En outre, votre rapporteur se réjouit de l'impact de cette réforme sur le développement de la coopération entre universités et grandes écoles. Sur ce point, dans un récent rapport2(*), l'Assemblée des Chambres françaises de commerce et d'industrie (ACFCI) a proposé un tel rapprochement, sur la base du volontariat et dans le respect de l'autonomie de chacun, afin de développer les travaux de recherche et la professionnalisation des cursus, ce qui permettrait de renforcer la visibilité au niveau mondial des diplômes, comme des capacités d'accueil, des établissements français d'enseignement supérieur.

Votre rapporteur juge une telle démarche nécessaire.

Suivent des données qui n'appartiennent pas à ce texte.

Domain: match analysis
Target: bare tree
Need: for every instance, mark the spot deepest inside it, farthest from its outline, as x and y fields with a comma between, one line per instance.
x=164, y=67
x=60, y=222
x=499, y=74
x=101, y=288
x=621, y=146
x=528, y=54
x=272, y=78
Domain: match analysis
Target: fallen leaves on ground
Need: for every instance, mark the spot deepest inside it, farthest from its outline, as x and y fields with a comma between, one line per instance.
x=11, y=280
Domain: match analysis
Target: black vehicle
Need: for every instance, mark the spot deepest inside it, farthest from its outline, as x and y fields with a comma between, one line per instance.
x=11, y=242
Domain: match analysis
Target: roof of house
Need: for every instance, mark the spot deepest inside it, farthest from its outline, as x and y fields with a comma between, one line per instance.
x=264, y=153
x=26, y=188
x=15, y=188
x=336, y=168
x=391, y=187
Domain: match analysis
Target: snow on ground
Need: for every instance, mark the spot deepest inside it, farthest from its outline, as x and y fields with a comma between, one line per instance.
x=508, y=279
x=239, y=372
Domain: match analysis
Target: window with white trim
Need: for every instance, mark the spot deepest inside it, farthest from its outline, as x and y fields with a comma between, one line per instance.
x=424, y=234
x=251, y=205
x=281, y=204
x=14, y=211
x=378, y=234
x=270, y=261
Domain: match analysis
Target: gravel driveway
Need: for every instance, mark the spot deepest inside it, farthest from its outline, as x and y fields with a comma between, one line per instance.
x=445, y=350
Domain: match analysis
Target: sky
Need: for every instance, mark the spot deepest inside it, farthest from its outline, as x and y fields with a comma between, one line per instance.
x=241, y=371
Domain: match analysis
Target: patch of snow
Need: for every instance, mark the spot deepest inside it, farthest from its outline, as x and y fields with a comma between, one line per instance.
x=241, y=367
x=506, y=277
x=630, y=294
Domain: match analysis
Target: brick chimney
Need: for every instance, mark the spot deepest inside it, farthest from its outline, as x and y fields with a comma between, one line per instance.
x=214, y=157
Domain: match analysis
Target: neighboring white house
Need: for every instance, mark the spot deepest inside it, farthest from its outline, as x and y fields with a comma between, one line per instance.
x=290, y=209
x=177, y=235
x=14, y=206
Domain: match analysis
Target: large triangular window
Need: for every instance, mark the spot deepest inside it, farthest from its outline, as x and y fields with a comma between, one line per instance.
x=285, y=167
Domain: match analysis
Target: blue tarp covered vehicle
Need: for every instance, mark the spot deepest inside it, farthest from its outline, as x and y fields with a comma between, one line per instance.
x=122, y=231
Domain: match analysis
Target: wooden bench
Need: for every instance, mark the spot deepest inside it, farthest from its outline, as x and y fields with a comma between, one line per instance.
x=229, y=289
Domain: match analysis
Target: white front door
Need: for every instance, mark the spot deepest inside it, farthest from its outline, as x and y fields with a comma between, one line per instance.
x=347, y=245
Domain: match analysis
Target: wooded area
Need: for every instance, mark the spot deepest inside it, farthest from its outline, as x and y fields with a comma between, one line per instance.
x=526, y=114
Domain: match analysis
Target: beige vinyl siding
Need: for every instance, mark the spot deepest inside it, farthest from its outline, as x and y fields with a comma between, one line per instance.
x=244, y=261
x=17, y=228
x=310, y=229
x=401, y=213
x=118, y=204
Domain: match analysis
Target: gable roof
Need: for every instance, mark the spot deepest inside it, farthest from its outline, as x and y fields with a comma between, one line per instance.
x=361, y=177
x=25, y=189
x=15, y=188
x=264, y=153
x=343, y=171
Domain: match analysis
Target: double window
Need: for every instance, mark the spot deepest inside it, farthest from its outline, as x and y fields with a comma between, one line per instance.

Il rappelle, à cet égard, qu'en application de l'article 13 de la loi de programme pour la recherche du 18 avril 2006, le Gouvernement devait remettre un rapport au Parlement relatif à la coopération entre les grandes écoles et les universités dans les six mois suivant la publication de la loi. Ce rapport étant toujours attendu, il demandera au ministre des précisions sur ce point.

Le système LMD doit cependant encore être amélioré, notamment en termes de lisibilité des offres de formation, d'adaptation de l'organisation administrative des établissements et des critères d'habilitation des formations, ainsi que de mobilité des étudiants.

Il doit également être complété, pour y intégrer notamment les formations médicales et para-médicales. Les réflexions sont toujours en cours pour certaines d'entre elles.

b) Une réforme très positive de la formation doctorale

La généralisation des écoles doctorales depuis la rentrée 2000 a conduit à constituer une offre de formation fondée sur des pôles de recherche et des réseaux d'excellence, bénéficiant d'une lisibilité accrue. Ces écoles doctorales voient leur existence désormais inscrite dans la loi.

Différentes mesures vont dans le sens d'une meilleure articulation entre recherche et formation, d'une plus grande coopération de l'ensemble des acteurs de la recherche, d'une plus large ouverture vers le monde économique et l'international. Ainsi, la mise en place de co-tutelles internationales de thèse (par un arrêté de janvier 2005) permet de développer les partenariats internationaux.

Par ailleurs, les doctorants se voient davantage encouragés à préparer leur projet et leur insertion professionnelle, soit dans l'enseignement et la recherche publics, soit dans l'entreprise et les milieux socio-économiques où plus de la moitié d'entre eux sont destinés à trouver un emploi.

Dès la deuxième ou troisième année de thèse, des dispositifs de professionnalisation adaptés et suivi individualisé sont désormais mis en place, par le biais notamment de tutorat et de bilans de compétences. En outre, des séminaires de sensibilisation et d'initiation au monde des entreprises ont été mis en place sous l'appellation de « doctoriales », dont l'objectif principal est de créer un lieu de rencontre entre doctorants et acteurs économiques afin d'améliorer la communication entre les différents partenaires et de favoriser la prise de conscience, par les doctorants, de l'importance de leur projet personnel. Ces séminaires sont complétés par des formations spécifiques mises en place par les écoles doctorales (communication, langue étrangère, conduite de projet), destinées à aider le doctorant à préparer son avenir professionnel et à valoriser sa formation à la recherche au moment de son insertion professionnelle.

Votre rapporteur se réjouit que la professionnalisation et l'insertion professionnelle des doctorants soient désormais prioritaires. Ceci contribue, en outre, à renforcer l'attractivité du doctorat.

* 2 Rapport de l'ACFCI intitulé « Les diplômes à l'épreuve du chômage - Réussir enfin l'insertion professionnelle des jeunes » (novembre 2006).